Branson has had astronaut, fitness and centrifuge training to prepare himself for his trip into space. Asked in the interview whether he was confident enough people would pay for tickets, he told CNBC: “If I have a room full of 10 people, eight out of 10 would love to go to space if they could afford it.”

Virgin Galactic’s SpaceShipTwo on its first test flight in October 2010 to prove the glide-and-land design. The rocket motor is covered by a cowl at the rear of the aircraft body. Photograph: KeystoneUSA-Zuma/Rex Features

“I think the market for people who would love to become astronauts and go to space is gigantic. And it is up to us to produce as many spaceships as we can to cater to that demand,” he added. The ticket price could ultimately fall to $50,000, he said.
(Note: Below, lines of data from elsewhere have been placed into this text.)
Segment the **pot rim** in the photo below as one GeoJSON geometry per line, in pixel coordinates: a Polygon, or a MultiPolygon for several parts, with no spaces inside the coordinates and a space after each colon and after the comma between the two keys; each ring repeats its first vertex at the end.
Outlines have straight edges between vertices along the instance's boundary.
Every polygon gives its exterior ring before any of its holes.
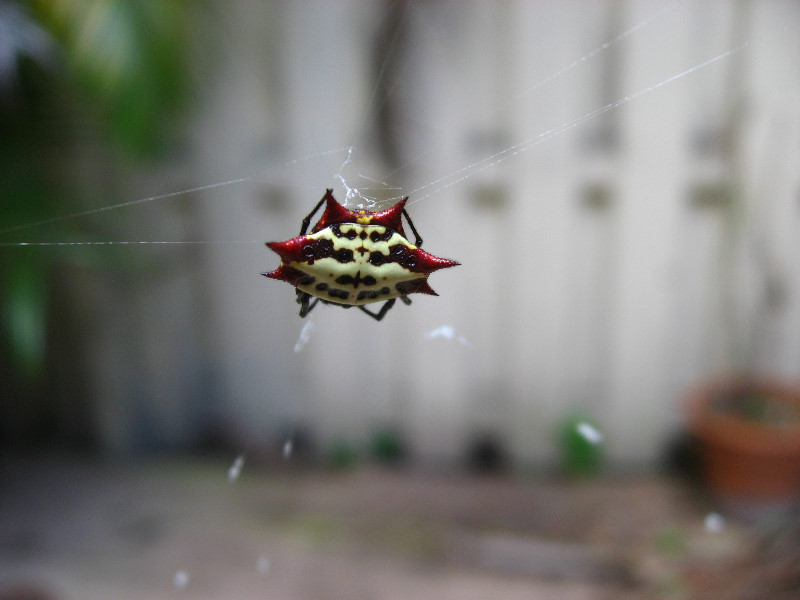
{"type": "Polygon", "coordinates": [[[797,454],[800,460],[800,423],[757,423],[711,408],[711,401],[720,394],[743,388],[764,392],[800,408],[800,383],[778,377],[722,375],[694,387],[684,397],[689,430],[706,443],[751,454],[797,454]]]}

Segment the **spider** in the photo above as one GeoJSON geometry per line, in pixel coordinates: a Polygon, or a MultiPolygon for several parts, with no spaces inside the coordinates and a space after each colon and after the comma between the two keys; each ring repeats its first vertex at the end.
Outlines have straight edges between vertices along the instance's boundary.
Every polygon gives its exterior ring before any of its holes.
{"type": "Polygon", "coordinates": [[[438,296],[428,285],[428,275],[459,263],[420,248],[422,238],[405,210],[407,200],[382,211],[350,210],[336,201],[333,190],[327,190],[303,219],[298,237],[267,242],[281,264],[262,275],[297,288],[300,317],[321,301],[342,308],[358,306],[380,321],[397,298],[411,304],[409,294],[438,296]],[[322,217],[306,234],[323,204],[322,217]],[[403,230],[403,216],[414,234],[413,244],[403,230]],[[381,301],[377,312],[364,306],[381,301]]]}

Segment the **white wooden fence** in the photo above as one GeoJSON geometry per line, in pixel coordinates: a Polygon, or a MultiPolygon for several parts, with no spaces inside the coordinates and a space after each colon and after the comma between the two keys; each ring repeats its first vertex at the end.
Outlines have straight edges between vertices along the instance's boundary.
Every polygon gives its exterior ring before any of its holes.
{"type": "Polygon", "coordinates": [[[192,235],[286,239],[344,181],[410,194],[425,247],[462,266],[381,323],[301,321],[258,275],[266,248],[189,251],[129,307],[138,369],[100,327],[112,446],[144,402],[177,440],[199,414],[243,447],[392,424],[421,459],[488,431],[527,463],[580,412],[614,460],[652,464],[698,379],[800,376],[797,4],[225,3],[218,34],[181,185],[257,176],[189,198],[192,235]]]}

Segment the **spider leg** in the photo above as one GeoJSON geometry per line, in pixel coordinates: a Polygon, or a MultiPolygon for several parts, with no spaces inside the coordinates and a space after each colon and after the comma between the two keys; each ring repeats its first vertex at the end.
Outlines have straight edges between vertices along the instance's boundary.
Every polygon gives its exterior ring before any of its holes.
{"type": "Polygon", "coordinates": [[[381,306],[381,309],[377,313],[368,310],[367,308],[365,308],[360,304],[358,305],[358,308],[363,310],[365,313],[367,313],[370,317],[372,317],[376,321],[380,321],[383,317],[386,316],[386,313],[389,312],[389,309],[392,308],[392,306],[394,306],[394,301],[395,298],[392,298],[391,300],[387,300],[386,302],[384,302],[383,306],[381,306]]]}
{"type": "Polygon", "coordinates": [[[315,298],[314,302],[311,303],[309,303],[309,300],[311,300],[311,294],[297,290],[297,302],[300,304],[301,319],[305,318],[305,316],[317,305],[317,302],[319,302],[319,298],[315,298]]]}
{"type": "Polygon", "coordinates": [[[408,222],[408,225],[411,227],[411,231],[414,234],[414,245],[422,246],[422,236],[417,231],[417,228],[414,227],[414,222],[411,220],[411,217],[408,216],[405,208],[403,209],[403,216],[405,216],[406,221],[408,222]]]}
{"type": "MultiPolygon", "coordinates": [[[[306,234],[306,231],[308,231],[308,226],[311,225],[311,219],[314,218],[314,214],[322,207],[323,204],[325,204],[325,201],[328,199],[328,195],[332,191],[333,190],[328,190],[327,193],[322,197],[322,200],[317,202],[317,205],[314,207],[314,210],[312,210],[310,213],[308,213],[308,215],[306,215],[306,218],[303,219],[303,224],[300,226],[300,235],[305,235],[306,234]]],[[[406,217],[406,218],[408,218],[408,217],[406,217]]],[[[413,225],[412,225],[412,227],[413,227],[413,225]]]]}

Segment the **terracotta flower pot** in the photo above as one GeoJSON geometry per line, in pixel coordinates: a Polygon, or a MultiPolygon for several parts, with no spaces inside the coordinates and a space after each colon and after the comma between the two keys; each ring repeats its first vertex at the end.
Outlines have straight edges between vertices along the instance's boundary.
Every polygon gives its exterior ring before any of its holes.
{"type": "Polygon", "coordinates": [[[722,378],[689,393],[686,409],[712,492],[746,502],[791,504],[798,499],[800,386],[722,378]],[[767,412],[751,406],[747,414],[747,403],[759,399],[767,412]]]}

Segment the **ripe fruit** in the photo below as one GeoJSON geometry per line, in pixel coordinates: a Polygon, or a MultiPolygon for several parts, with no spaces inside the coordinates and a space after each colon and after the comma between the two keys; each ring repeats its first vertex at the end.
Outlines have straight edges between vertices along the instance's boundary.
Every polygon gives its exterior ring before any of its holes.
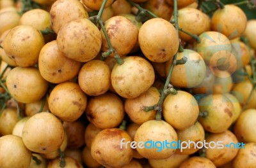
{"type": "Polygon", "coordinates": [[[198,168],[207,167],[216,168],[216,167],[212,161],[208,158],[193,157],[186,160],[180,166],[180,168],[198,168]]]}
{"type": "Polygon", "coordinates": [[[175,95],[168,95],[163,104],[164,120],[178,130],[184,130],[192,126],[196,122],[198,115],[199,108],[196,99],[184,91],[179,90],[175,95]]]}
{"type": "MultiPolygon", "coordinates": [[[[199,38],[201,41],[196,44],[196,50],[203,57],[207,65],[212,66],[210,64],[211,59],[215,60],[212,62],[216,63],[220,58],[221,58],[221,55],[229,57],[231,54],[230,42],[224,34],[218,32],[208,31],[201,34],[199,38]]],[[[229,62],[229,60],[227,60],[225,62],[229,62]]],[[[215,66],[216,64],[214,64],[212,66],[215,66]]]]}
{"type": "Polygon", "coordinates": [[[17,67],[6,78],[6,87],[12,97],[23,103],[39,101],[48,88],[48,83],[35,67],[17,67]]]}
{"type": "Polygon", "coordinates": [[[255,118],[255,109],[248,109],[239,115],[234,127],[234,132],[239,141],[256,143],[255,118]]]}
{"type": "Polygon", "coordinates": [[[234,4],[226,4],[223,9],[218,9],[213,13],[211,27],[229,39],[234,39],[243,33],[246,23],[246,16],[240,8],[234,4]]]}
{"type": "Polygon", "coordinates": [[[246,143],[234,159],[233,167],[253,168],[256,165],[256,143],[246,143]]]}
{"type": "Polygon", "coordinates": [[[121,167],[129,164],[132,158],[132,149],[130,145],[120,145],[131,141],[128,134],[119,129],[107,129],[100,132],[94,139],[91,147],[92,157],[104,166],[121,167]]]}
{"type": "Polygon", "coordinates": [[[83,4],[77,0],[56,1],[51,6],[50,15],[52,27],[56,34],[69,21],[89,17],[83,4]]]}
{"type": "MultiPolygon", "coordinates": [[[[176,87],[193,88],[200,84],[206,73],[205,64],[201,55],[191,50],[184,50],[178,53],[177,59],[186,57],[185,64],[177,65],[174,67],[170,82],[176,87]]],[[[165,64],[165,72],[168,74],[172,64],[172,59],[165,64]]]]}
{"type": "Polygon", "coordinates": [[[42,76],[53,83],[60,83],[74,78],[81,63],[68,59],[59,50],[56,40],[42,48],[38,58],[38,69],[42,76]]]}
{"type": "Polygon", "coordinates": [[[139,43],[148,59],[164,62],[172,59],[178,50],[179,41],[174,27],[167,20],[156,18],[148,20],[141,25],[139,43]]]}
{"type": "Polygon", "coordinates": [[[6,55],[21,67],[33,66],[38,61],[44,45],[41,32],[32,25],[19,25],[11,29],[3,41],[6,55]]]}
{"type": "Polygon", "coordinates": [[[157,104],[160,93],[155,87],[150,87],[140,96],[133,99],[127,99],[124,103],[125,112],[131,120],[141,125],[144,122],[155,118],[156,110],[145,111],[143,107],[153,106],[157,104]]]}
{"type": "MultiPolygon", "coordinates": [[[[143,123],[137,130],[134,141],[144,143],[144,148],[138,148],[137,151],[145,158],[148,159],[164,159],[172,156],[175,151],[175,144],[169,144],[168,148],[163,146],[163,142],[166,141],[171,143],[178,141],[178,137],[174,129],[168,123],[163,120],[149,120],[143,123]],[[146,142],[154,142],[154,144],[150,144],[151,148],[148,146],[146,142]],[[157,142],[159,143],[157,143],[157,142]],[[153,148],[153,146],[154,148],[153,148]],[[170,148],[173,146],[174,148],[170,148]]],[[[139,145],[140,146],[140,145],[139,145]]]]}
{"type": "Polygon", "coordinates": [[[57,44],[67,57],[84,62],[93,59],[99,53],[101,36],[88,19],[76,18],[63,25],[58,34],[57,44]]]}
{"type": "Polygon", "coordinates": [[[41,112],[28,120],[23,128],[22,140],[31,151],[51,153],[61,145],[64,140],[64,129],[54,115],[41,112]]]}
{"type": "Polygon", "coordinates": [[[111,71],[104,61],[92,60],[83,66],[78,74],[78,83],[88,95],[106,93],[110,88],[111,71]]]}
{"type": "Polygon", "coordinates": [[[84,112],[87,97],[77,83],[66,81],[58,84],[51,92],[48,104],[54,115],[65,122],[74,122],[84,112]]]}
{"type": "Polygon", "coordinates": [[[91,97],[85,114],[87,119],[100,129],[114,128],[124,119],[124,103],[116,94],[107,92],[91,97]]]}
{"type": "Polygon", "coordinates": [[[0,137],[0,167],[28,167],[31,157],[21,137],[13,135],[0,137]]]}
{"type": "MultiPolygon", "coordinates": [[[[184,8],[179,10],[179,27],[192,34],[199,35],[207,31],[208,19],[205,14],[195,8],[184,8]]],[[[192,37],[180,31],[180,38],[185,41],[192,39],[192,37]]]]}
{"type": "Polygon", "coordinates": [[[198,104],[200,111],[207,113],[206,116],[199,116],[198,118],[205,130],[220,133],[231,125],[234,109],[232,103],[223,95],[206,95],[198,104]]]}
{"type": "MultiPolygon", "coordinates": [[[[136,45],[139,31],[137,27],[125,17],[111,17],[106,21],[104,27],[113,48],[120,56],[127,55],[136,45]]],[[[109,46],[102,29],[100,34],[102,38],[102,50],[106,52],[109,50],[109,46]]],[[[111,55],[114,55],[114,53],[111,55]]]]}
{"type": "Polygon", "coordinates": [[[123,97],[137,97],[153,85],[155,80],[153,67],[138,56],[127,57],[124,61],[123,64],[116,64],[112,69],[112,86],[123,97]]]}

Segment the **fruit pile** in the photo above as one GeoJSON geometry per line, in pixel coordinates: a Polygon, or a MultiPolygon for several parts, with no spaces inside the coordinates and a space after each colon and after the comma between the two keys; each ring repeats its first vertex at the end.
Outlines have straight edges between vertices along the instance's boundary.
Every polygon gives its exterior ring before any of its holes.
{"type": "Polygon", "coordinates": [[[256,167],[254,1],[0,0],[0,167],[256,167]]]}

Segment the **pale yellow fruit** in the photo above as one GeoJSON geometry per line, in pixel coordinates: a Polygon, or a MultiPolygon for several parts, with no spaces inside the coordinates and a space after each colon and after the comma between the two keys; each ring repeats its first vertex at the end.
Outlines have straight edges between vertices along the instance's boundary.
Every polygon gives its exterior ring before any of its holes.
{"type": "Polygon", "coordinates": [[[57,36],[60,50],[67,57],[82,62],[96,57],[101,43],[99,30],[87,18],[76,18],[67,23],[57,36]]]}

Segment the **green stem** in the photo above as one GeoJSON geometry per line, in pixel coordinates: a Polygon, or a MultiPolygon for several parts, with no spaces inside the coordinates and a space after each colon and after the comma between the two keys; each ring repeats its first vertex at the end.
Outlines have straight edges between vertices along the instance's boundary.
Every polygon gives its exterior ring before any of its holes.
{"type": "MultiPolygon", "coordinates": [[[[103,31],[103,33],[105,36],[106,40],[107,41],[108,47],[109,47],[109,51],[107,52],[108,53],[115,53],[115,59],[116,61],[116,63],[118,65],[122,65],[124,64],[124,60],[121,59],[121,57],[119,56],[119,55],[116,53],[116,50],[113,48],[111,43],[110,43],[109,38],[108,37],[108,33],[106,31],[105,27],[103,25],[102,20],[101,18],[99,20],[99,24],[100,24],[101,29],[103,31]]],[[[102,56],[104,57],[106,56],[106,52],[103,53],[102,56]]]]}
{"type": "Polygon", "coordinates": [[[196,41],[196,43],[199,43],[201,41],[200,38],[198,36],[196,36],[195,34],[191,34],[191,33],[190,33],[189,32],[187,32],[187,31],[183,30],[182,28],[179,28],[179,30],[180,31],[181,31],[181,32],[184,32],[184,33],[191,36],[193,39],[195,39],[196,41]]]}

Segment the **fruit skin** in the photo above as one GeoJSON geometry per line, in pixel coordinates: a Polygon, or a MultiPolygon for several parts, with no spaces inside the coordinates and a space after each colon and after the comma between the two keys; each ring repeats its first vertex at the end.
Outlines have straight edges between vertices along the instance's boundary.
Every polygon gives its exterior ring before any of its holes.
{"type": "Polygon", "coordinates": [[[141,125],[144,122],[154,120],[156,110],[145,111],[143,107],[152,106],[157,104],[160,99],[160,93],[155,87],[150,87],[145,92],[134,99],[127,99],[124,108],[131,120],[136,123],[141,125]]]}
{"type": "Polygon", "coordinates": [[[252,19],[247,22],[246,28],[244,32],[244,35],[248,38],[250,45],[256,49],[256,19],[252,19]]]}
{"type": "MultiPolygon", "coordinates": [[[[143,141],[145,146],[147,145],[145,144],[147,141],[151,140],[155,143],[158,141],[163,143],[164,141],[168,143],[177,142],[178,137],[173,127],[169,123],[163,120],[152,120],[143,123],[138,129],[134,136],[135,141],[137,143],[143,141]]],[[[172,144],[172,146],[175,146],[175,144],[172,144]]],[[[170,146],[169,149],[166,147],[162,149],[152,147],[146,148],[144,146],[143,148],[137,148],[136,150],[141,156],[148,159],[167,158],[176,150],[175,148],[170,148],[170,146]]]]}
{"type": "Polygon", "coordinates": [[[16,67],[6,78],[6,87],[15,100],[29,103],[40,100],[48,88],[48,82],[35,67],[16,67]]]}
{"type": "Polygon", "coordinates": [[[175,129],[184,130],[192,126],[196,122],[198,115],[196,99],[184,91],[179,90],[175,95],[168,94],[163,104],[164,120],[175,129]]]}
{"type": "Polygon", "coordinates": [[[223,95],[206,95],[200,101],[198,105],[200,111],[207,113],[207,116],[198,118],[198,121],[205,130],[220,133],[227,130],[231,125],[234,106],[231,101],[223,95]]]}
{"type": "Polygon", "coordinates": [[[180,168],[216,168],[212,161],[208,158],[193,157],[186,160],[180,166],[180,168]]]}
{"type": "MultiPolygon", "coordinates": [[[[185,49],[178,53],[177,59],[186,57],[188,59],[185,64],[174,66],[170,83],[173,86],[181,88],[193,88],[199,85],[206,74],[206,66],[201,55],[193,50],[185,49]]],[[[172,59],[165,64],[165,72],[168,74],[172,64],[172,59]]]]}
{"type": "Polygon", "coordinates": [[[128,134],[119,129],[107,129],[100,132],[94,139],[92,146],[92,157],[104,166],[121,167],[129,164],[132,158],[132,149],[125,144],[121,149],[120,142],[131,141],[128,134]]]}
{"type": "Polygon", "coordinates": [[[42,76],[53,83],[60,83],[74,78],[81,63],[68,59],[59,50],[56,40],[44,46],[38,57],[38,69],[42,76]]]}
{"type": "MultiPolygon", "coordinates": [[[[125,17],[113,17],[106,21],[104,27],[113,48],[120,56],[127,55],[136,45],[138,29],[125,17]]],[[[102,50],[107,52],[109,48],[102,29],[100,30],[100,34],[102,39],[102,50]]],[[[115,53],[111,56],[115,56],[115,53]]]]}
{"type": "Polygon", "coordinates": [[[21,67],[29,67],[36,64],[44,45],[41,32],[28,25],[12,29],[3,41],[6,55],[21,67]]]}
{"type": "Polygon", "coordinates": [[[31,152],[20,137],[6,135],[0,137],[0,167],[26,168],[31,157],[31,152]]]}
{"type": "Polygon", "coordinates": [[[87,119],[100,129],[114,128],[124,119],[124,103],[116,94],[107,92],[91,97],[85,115],[87,119]]]}
{"type": "Polygon", "coordinates": [[[255,109],[248,109],[241,113],[233,129],[239,141],[256,143],[255,120],[255,109]]]}
{"type": "Polygon", "coordinates": [[[230,42],[224,34],[215,31],[207,31],[200,34],[199,38],[201,41],[196,45],[195,49],[203,57],[207,65],[211,66],[210,60],[219,58],[220,55],[228,57],[231,54],[230,42]],[[218,52],[220,52],[218,53],[218,52]]]}
{"type": "Polygon", "coordinates": [[[101,40],[96,25],[84,18],[73,19],[65,24],[57,36],[60,50],[67,57],[81,62],[96,57],[100,50],[101,40]]]}
{"type": "Polygon", "coordinates": [[[234,39],[239,37],[246,27],[247,18],[244,11],[234,4],[226,4],[223,9],[218,9],[213,13],[211,27],[234,39]]]}
{"type": "Polygon", "coordinates": [[[25,146],[31,151],[39,153],[57,150],[64,137],[61,122],[49,112],[41,112],[29,118],[23,128],[22,136],[25,146]]]}
{"type": "Polygon", "coordinates": [[[111,70],[108,64],[99,60],[84,64],[78,74],[78,83],[82,90],[88,95],[99,95],[110,88],[111,70]]]}
{"type": "Polygon", "coordinates": [[[254,168],[256,165],[256,143],[249,143],[241,148],[234,159],[234,168],[254,168]]]}
{"type": "Polygon", "coordinates": [[[124,61],[123,64],[116,64],[112,69],[112,86],[124,98],[137,97],[153,85],[153,67],[146,59],[138,56],[129,56],[124,61]]]}
{"type": "MultiPolygon", "coordinates": [[[[222,141],[222,144],[237,144],[238,143],[236,136],[230,130],[227,130],[221,133],[210,134],[206,138],[207,143],[222,141]]],[[[218,149],[217,148],[206,149],[205,158],[211,160],[216,166],[221,166],[234,158],[239,149],[236,145],[230,144],[230,148],[218,149]]]]}
{"type": "Polygon", "coordinates": [[[156,18],[147,20],[141,25],[139,43],[148,59],[164,62],[172,59],[179,49],[179,41],[175,29],[169,22],[156,18]]]}

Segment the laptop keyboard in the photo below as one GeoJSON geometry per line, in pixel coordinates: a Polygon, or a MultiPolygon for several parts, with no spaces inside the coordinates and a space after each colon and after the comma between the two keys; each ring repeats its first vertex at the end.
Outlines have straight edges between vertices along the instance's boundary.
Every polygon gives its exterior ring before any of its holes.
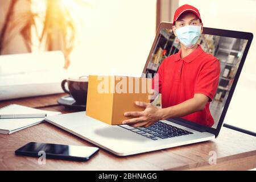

Virgin Galactic is not the only firm that hopes to make a business out of space tourism. In April, Bob Smith, the head of Jeff Bezos’s Blue Origins space company, told CNBC the firm still hoped to send tourists to the edge of space by the end of the year. Meanwhile Elon Musk of SpaceX has announced plans to send a passenger around the moon in 2023.

SpaceShipTwo was designed to carry six passengers to the edge of space at an altitude of at least 50 miles. After a minute-long rocket burn, the rocket plane would continue its upward trajectory and then fall back to Earth, giving passengers time to float freely for a brief spell, and see the curvature of the Earth. Commercial flights will take off from a spaceport in New Mexico. In July, the UK Space Agency announced a £2.5m grant for the construction of a spaceport on the northern coast of Scotland after it was judged to be a prime site from which to lob satellites into orbit.